One of the first women to challenge the view that domestic labor was not productive work was Maria-Rosa Dalla Costa, who wrote from Italy in 1972 that the housewife and her labor was the basis for the process of capital accumulation. Capital commands the unpaid labor of the housewife as well as the paid laborer. Dalla Costa saw the family as a colony dominated by capital and state. She rejected the artificially created division between waged and unwaged labor and said that you could not understand exploitation of waged labor until you understood the exploitation of unpaid labor

It is estimated that women make up 52% of the adults on this planet and do 75% of the work required to maintain 100% of the population. They earn less than 10% of the income and own less than 1% the world property.

Organizers of the Global Women's Strike assert that whoever is doing all this work has real power to effect change. But, as Maria Mies acknowledges in her book Patriarchy and Accumulation on a World Scale, there must be solidarity between women in overdeveloped and underdeveloped countries if we want to make this change: "If one set of women tries to better its material condition as wage-workers, or as consumers, not as human beings, capital will try to offset its possible losses by squeezing another set of women."

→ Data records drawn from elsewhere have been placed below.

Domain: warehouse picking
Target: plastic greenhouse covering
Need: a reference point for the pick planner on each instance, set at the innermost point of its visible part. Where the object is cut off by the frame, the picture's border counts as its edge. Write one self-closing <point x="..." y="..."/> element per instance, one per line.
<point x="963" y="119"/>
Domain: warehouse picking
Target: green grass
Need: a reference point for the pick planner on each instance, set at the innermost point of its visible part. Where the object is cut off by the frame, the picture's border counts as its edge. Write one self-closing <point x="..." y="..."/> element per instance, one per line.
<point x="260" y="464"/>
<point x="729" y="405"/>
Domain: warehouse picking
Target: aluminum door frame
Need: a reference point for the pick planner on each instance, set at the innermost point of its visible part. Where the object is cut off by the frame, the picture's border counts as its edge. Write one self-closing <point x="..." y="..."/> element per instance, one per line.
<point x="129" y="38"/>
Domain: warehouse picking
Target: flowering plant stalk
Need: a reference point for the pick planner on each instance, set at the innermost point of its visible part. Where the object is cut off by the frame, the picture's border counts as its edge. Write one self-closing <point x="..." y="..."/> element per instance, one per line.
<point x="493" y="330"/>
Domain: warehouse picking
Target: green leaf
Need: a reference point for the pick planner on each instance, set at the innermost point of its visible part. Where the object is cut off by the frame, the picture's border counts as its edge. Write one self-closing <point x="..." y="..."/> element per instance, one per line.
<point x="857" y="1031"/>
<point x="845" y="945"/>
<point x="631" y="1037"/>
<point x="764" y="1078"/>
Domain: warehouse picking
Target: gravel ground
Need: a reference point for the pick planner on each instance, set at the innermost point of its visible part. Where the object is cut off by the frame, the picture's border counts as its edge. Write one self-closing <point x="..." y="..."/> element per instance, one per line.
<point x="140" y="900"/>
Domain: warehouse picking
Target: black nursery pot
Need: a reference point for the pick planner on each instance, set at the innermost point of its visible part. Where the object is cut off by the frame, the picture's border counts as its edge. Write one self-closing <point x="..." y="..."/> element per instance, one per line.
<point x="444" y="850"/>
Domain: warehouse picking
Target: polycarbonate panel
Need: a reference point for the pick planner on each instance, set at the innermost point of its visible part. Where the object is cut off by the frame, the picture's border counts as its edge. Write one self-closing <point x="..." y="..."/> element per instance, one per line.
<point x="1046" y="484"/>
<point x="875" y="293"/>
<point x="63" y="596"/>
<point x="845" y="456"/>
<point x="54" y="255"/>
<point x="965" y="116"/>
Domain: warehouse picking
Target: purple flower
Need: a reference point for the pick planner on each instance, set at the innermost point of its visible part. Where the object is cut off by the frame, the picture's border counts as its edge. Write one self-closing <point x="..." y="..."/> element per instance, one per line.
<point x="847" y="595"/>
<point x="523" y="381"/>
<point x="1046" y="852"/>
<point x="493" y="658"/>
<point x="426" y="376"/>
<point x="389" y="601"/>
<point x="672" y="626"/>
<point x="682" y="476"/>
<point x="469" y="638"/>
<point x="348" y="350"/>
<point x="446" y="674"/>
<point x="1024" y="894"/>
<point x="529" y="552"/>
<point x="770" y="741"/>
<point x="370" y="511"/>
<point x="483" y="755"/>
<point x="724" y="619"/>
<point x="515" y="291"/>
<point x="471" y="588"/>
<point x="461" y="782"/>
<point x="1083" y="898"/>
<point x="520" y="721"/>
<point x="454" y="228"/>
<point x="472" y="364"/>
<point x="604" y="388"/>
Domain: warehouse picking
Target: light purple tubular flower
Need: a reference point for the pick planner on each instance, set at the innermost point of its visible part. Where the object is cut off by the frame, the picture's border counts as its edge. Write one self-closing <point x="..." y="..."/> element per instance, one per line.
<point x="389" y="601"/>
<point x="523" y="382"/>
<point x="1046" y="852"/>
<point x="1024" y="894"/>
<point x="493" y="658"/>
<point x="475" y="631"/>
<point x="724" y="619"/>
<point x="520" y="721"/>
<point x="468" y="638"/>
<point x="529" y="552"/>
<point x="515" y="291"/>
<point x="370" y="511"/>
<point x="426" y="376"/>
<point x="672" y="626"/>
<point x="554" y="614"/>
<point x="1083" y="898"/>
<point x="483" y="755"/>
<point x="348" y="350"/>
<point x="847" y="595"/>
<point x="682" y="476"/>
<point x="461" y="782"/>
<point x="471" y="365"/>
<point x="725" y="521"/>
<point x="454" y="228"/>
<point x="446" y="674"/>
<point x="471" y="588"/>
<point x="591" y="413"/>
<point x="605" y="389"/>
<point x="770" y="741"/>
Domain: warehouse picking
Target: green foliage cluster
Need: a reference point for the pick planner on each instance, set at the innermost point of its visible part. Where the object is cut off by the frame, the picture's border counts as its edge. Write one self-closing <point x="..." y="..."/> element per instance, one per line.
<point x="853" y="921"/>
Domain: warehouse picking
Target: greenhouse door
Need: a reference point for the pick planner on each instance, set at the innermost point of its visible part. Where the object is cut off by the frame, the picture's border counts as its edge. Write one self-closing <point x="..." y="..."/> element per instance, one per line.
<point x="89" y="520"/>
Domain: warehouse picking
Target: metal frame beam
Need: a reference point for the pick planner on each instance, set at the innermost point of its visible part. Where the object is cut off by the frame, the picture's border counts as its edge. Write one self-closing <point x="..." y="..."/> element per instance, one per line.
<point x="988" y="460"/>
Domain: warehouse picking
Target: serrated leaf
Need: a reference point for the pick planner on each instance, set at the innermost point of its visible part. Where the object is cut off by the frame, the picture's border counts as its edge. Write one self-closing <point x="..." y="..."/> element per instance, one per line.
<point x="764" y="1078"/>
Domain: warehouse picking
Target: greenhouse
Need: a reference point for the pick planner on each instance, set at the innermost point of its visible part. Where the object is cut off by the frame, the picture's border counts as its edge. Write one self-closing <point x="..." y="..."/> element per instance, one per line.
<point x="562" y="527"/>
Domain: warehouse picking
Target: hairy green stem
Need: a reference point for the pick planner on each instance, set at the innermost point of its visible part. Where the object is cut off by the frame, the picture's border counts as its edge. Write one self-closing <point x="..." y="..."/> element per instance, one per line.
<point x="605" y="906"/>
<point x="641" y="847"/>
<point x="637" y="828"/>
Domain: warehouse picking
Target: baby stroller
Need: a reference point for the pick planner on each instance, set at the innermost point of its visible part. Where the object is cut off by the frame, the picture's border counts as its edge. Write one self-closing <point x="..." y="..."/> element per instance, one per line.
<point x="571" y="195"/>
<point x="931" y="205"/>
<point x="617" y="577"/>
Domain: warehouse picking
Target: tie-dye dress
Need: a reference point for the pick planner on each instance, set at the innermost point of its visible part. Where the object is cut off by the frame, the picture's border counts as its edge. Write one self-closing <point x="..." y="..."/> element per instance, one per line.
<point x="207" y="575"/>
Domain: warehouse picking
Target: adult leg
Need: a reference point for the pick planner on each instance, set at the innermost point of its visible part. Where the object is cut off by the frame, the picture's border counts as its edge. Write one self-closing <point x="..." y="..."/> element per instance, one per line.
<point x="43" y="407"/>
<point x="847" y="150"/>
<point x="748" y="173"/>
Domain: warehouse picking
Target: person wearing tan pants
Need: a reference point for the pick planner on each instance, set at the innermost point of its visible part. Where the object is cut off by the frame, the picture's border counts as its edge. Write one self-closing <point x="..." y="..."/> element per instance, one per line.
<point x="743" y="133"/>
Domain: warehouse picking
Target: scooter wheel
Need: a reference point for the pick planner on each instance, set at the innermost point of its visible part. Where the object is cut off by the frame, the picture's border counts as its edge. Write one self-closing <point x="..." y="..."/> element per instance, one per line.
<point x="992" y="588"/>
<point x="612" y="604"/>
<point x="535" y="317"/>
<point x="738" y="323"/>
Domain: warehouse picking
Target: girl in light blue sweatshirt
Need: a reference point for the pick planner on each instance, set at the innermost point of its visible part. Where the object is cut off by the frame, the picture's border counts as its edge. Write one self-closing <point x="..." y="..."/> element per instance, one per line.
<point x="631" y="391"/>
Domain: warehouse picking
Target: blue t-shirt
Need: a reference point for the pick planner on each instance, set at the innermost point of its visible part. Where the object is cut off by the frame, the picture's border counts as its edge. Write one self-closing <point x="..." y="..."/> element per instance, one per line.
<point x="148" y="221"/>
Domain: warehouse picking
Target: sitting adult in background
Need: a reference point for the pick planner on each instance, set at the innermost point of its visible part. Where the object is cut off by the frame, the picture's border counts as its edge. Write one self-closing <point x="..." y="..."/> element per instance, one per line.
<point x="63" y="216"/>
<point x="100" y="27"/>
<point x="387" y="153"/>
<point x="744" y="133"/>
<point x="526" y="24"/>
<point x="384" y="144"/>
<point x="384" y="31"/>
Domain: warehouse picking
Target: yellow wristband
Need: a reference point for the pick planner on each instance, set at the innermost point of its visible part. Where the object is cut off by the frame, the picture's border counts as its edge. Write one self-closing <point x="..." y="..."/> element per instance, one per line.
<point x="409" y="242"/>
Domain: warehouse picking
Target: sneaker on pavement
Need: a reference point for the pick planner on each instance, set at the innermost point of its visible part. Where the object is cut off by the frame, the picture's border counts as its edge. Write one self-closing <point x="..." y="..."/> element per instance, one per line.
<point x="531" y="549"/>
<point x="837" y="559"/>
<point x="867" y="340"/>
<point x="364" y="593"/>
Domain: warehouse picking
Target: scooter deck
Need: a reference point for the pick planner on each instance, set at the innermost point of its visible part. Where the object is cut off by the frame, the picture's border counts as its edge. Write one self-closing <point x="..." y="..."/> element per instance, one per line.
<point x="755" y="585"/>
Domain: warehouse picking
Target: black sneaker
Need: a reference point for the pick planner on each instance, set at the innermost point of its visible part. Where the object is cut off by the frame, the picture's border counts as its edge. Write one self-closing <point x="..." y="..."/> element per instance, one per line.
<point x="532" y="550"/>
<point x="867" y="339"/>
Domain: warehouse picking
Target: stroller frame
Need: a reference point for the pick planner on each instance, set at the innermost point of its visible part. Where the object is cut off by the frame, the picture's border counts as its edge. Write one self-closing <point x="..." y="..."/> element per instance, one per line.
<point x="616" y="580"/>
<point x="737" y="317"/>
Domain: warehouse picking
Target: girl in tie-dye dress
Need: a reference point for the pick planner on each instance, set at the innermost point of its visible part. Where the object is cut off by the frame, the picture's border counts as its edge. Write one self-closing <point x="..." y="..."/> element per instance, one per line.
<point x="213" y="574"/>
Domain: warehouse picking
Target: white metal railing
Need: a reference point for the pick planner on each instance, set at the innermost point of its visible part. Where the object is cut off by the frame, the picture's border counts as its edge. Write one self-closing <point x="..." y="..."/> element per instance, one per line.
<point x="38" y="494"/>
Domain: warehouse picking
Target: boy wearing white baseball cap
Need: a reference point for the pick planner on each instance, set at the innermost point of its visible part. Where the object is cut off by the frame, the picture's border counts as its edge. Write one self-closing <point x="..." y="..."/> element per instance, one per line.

Unfortunately, an underlying theme of some feminist literature seems to be that 1) women should have the "right" to exploit other workers, becoming overpaid capitalists, and 2) children should be mass-produced in daycare centers. Allowing both men and women an equal opportunity to be an oppressor is not a solution. Warehousing children so that parents can do jobs that exploit other people is not a solution.

Women who provide all this free labor in a capitalist system in which nothing else is free must stop being so nice. It makes us tired. And the logical consequence of being too tired is no special extras in the home and no volunteering at the school. Perhaps all volunteers should stop working for free, as it is the logical consequence of living under a market dominated value system. The only free work done should be revolutionary work. That includes raising aware children. All other free work only strengthens a system that is killing us and the planet.

Those who are most oppressed by the rules and rulers should "work to rule"-do the least amount of unpaid work as possible, then strike.

Unpaid labor is a taboo subject because acknowledging it would undermine one of the most important ideological foundations of capitalism. The owning class does not want to admit that they can only prosper by not paying for seventy-five percent of the true work of the planet.